Négocié depuis deux ans, l’Accord de Commerce Anti-Contrefaçon (ACTA) est toujours étrangement protégé de tout regard extérieur. Si 42 organisations et industriels ont eu accès aux documents de travail, c’est uniquement sous la condition de s’engager à n’en rien divulguer.

En mai 2008, le monde a découvert grâce à une fuite qu’un nouveau traité sur la lutte contre la contrefaçon initié en 2007 par les Etats-Unis était négocié en toute confidentialité avec des délégations de la Commission européenne, du Japon et de la Suisse. L’Accord de Commerce Anti-Contrefaçon (ACTA) doit devenir le premier grand texte sur le droit d’auteur et la propriété intellectuelle depuis les accords de l’Organisation Mondiale de la Propriété Intellectuelle de 1996, qui ont abouti à la directive européenne sur le droit d’auteur de 2001 puis sur la en France sur la loi DADVSI.

L’ACTA poursuit une longue tradition qui confisque aux parlementaires nationaux le droit de décider eux-mêmes du niveau de protection qu’ils souhaitent accorder dans leur pays à la propriété intellectuelle, et qui leur donne simplement l’obligation politique de ratifier les accords négociés au plus haut niveau par les diplomates, avec différents lobbys.

Le Parlement Européen et différentes organisations de défense des intérêts publics dont l’EFF et Knowledge Economy réclament depuis des mois la publication des documents relatifs aux négociations, sans succès.

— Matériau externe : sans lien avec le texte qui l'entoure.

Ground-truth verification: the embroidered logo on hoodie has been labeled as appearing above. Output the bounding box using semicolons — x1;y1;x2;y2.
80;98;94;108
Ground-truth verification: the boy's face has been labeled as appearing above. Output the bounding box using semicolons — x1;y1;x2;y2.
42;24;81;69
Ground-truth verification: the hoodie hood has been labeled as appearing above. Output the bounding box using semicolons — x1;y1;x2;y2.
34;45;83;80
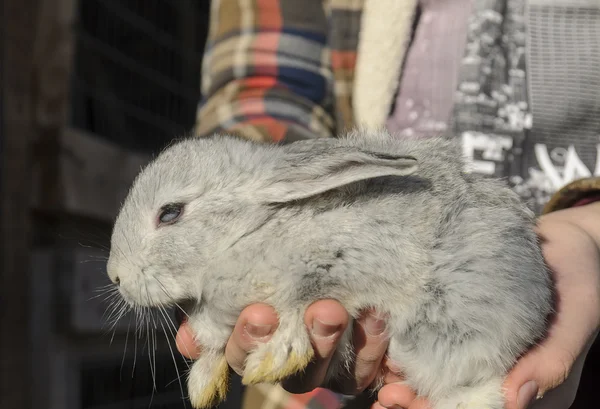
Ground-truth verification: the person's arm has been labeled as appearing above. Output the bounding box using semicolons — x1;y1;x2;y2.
500;178;600;409
194;0;335;143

Il leur est rétorqué que les documents sont classés « dans l’intérêt de la sécurité nationale« , sous l’Executive Order 12958 de 1995. C’est-à-dire ce qu’on appelle en France « Secret Défense ».

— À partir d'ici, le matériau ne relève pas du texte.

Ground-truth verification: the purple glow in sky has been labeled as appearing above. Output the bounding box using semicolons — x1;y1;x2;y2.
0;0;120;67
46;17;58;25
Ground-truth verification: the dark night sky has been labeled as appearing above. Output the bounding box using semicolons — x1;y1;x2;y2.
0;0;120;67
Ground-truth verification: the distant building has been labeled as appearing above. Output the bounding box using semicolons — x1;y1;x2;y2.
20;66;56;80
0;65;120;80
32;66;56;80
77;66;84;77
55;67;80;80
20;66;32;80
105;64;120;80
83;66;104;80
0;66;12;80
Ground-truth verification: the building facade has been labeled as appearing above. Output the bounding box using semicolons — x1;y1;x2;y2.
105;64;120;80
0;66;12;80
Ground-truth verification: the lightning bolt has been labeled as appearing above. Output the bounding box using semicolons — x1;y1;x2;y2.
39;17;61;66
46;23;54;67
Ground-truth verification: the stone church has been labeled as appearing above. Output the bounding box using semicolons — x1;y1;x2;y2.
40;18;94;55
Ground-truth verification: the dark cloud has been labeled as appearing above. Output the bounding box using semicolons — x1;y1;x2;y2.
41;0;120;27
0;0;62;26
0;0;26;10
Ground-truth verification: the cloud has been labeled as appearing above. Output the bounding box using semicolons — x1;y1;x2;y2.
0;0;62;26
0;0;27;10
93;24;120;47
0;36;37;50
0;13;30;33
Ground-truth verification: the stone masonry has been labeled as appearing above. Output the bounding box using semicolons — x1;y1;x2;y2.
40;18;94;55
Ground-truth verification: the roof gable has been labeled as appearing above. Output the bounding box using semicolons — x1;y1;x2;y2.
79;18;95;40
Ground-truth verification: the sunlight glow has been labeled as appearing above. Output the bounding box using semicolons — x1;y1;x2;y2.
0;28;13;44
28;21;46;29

Finalement, la soupape s’ouvre légèrement. Comme le rapporte Libération, le bureau du Représentant américain au commerce a accepté d’ouvrir la consultation à 42 organisations et personnalités, pour la plupart des industriels, mais aussi des collectifs de défense des droits civils. Mais sous la condition qu’ils signent au préalable un accord de non-divulgation, qui leur interdit de parler des négociations et surtout de ce que contient le traité.

Même la liste des personnalités invitées à consulter le texte sous ces conditions draconniènes devait être gardée secrète, toujours pour des motifs fallacieux de sécurité nationale. Elle a en fait été révélée par KEI, qui a entamé une procédure pour en avoir connaissance. Parmi ceux qui ont eu accès aux documents figurent ainsi la Business Software Alliance, Google, eBay, Verizon, Intel, News Corp, Sony Pictures, Time Warner, la MPAA, la RIAA, et divers autres groupes de protection de la propriété intellectuelle. Trois membres de Public Knownledge, un membre du Centre pour la Démocratie et la Technologie, et un membre de l’Association des industries de l’Electronique Grand Public figurent également dans la liste.

Mais pourquoi le public dans son ensemble, directement concerné par les lois qui découleront du traité, et plus largement les députés qui devront ratifier le traité en droit national, n’ont-ils pas accès aux documents de négociation ? Que contient ce traité qui justifie sa protection par le secret défense ? Ca n’a aucun sens, si ce n’est d’éviter un débat « trop public » qui donnerait du poids aux contestations des internautes.

D’ailleurs, les méthodes rappellent celles critiquées par Free pour la mission Olivennes. Les 42 chanceux ne peuvent pas repartir avec les documents, mais simplement les consulter dans des réunions.

Les négociations reprendront à Séoul, en Corée du Sud, du 4 au 6 novembre prochain.